When she saw a feral jerk, convulse, and drop, dark froth spilling from its mouth, its eyes, everywhere, she thought it was a hallucination for a moment, a wish-fulfillment fantasy, but then another fell, and she heard gunshots as well, not from their guns, but somewhere out there in the filthy storm. And was that, could that be, the menacing growl of an attack dog?

Now the tide was turning. Between whoever was out there picking off ferals, and Danse and Haylen's own efforts, there were fewer of them. Then a male voice, rough and ragged, called out "Grenade!"

A flash of light and heat, and suddenly the area in front of the Cambridge Police station was clear. Clear of live ghouls, anyway. There were plenty of dead strewn around.
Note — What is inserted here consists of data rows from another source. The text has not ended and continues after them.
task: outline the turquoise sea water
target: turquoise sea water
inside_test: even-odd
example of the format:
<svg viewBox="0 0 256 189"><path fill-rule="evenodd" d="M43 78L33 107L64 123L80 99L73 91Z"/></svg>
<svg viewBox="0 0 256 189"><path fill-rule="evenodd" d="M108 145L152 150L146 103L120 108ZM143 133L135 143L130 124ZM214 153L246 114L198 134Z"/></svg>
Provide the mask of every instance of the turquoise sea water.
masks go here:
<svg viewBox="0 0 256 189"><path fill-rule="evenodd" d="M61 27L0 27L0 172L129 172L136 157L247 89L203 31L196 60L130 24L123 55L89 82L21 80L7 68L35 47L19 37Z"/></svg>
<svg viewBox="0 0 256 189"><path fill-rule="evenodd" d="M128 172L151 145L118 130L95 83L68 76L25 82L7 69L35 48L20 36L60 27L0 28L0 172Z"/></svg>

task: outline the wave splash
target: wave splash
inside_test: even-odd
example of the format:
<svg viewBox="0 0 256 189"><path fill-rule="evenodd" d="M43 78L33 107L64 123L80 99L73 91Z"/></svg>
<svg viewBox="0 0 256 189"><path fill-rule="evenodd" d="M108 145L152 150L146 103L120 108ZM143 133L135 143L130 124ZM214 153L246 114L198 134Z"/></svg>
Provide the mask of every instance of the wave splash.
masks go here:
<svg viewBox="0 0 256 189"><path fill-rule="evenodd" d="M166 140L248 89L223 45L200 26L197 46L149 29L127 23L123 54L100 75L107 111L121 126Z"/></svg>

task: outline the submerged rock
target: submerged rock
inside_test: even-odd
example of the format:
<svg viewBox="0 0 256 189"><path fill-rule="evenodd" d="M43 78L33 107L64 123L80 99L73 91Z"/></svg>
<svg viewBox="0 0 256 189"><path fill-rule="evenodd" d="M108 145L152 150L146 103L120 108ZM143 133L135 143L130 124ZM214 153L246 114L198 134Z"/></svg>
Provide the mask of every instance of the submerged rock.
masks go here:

Out of the storm came three figures. A man in a hat and a pre-war trench coat, a woman in combat armor topped with a leather coat, and by her side, a dog. In the putrid-colored light from the storm, it was hard to see more than profiles.

"It's sad how many of them have something like a locket or a child's toy on them," Haylen heard the woman say. "Something of the person they used to be."

"Yeah," the man said. "Reminds you you're shooting somebody you might have liked to know, once."

"Is it possible they actually do come back to life?" the woman asked. "I don't care how overpopulated the world was before, sooner or later you'd think we'd make some kind of dent in their numbers. Instead, it seems like no matter how many we kill, the next time we swing by that location, there are just as many, if not more. Also, there are never any piles of bodies from the last time."

"That's a horrifying thought, but no," the man replied. "It may seem like we get swarmed by hundreds of ferals at a time, but usually it's less than twenty. Back when it was Massachusetts, this area was home to millions. As for why we never see any piles of old bodies—well, let's just say that like Supermutants, when ferals are hungry, they don't care what they eat as long as it's meat. I've seen them at it. Not that it's only ferals who eat ferals. Radroaches, molerats, bloatflies..."

"Nick, that is the most disgusting thing I've heard yet today."

He chuckled. "Good thing it's nearly tomorrow, then, because it'll be hard to top that."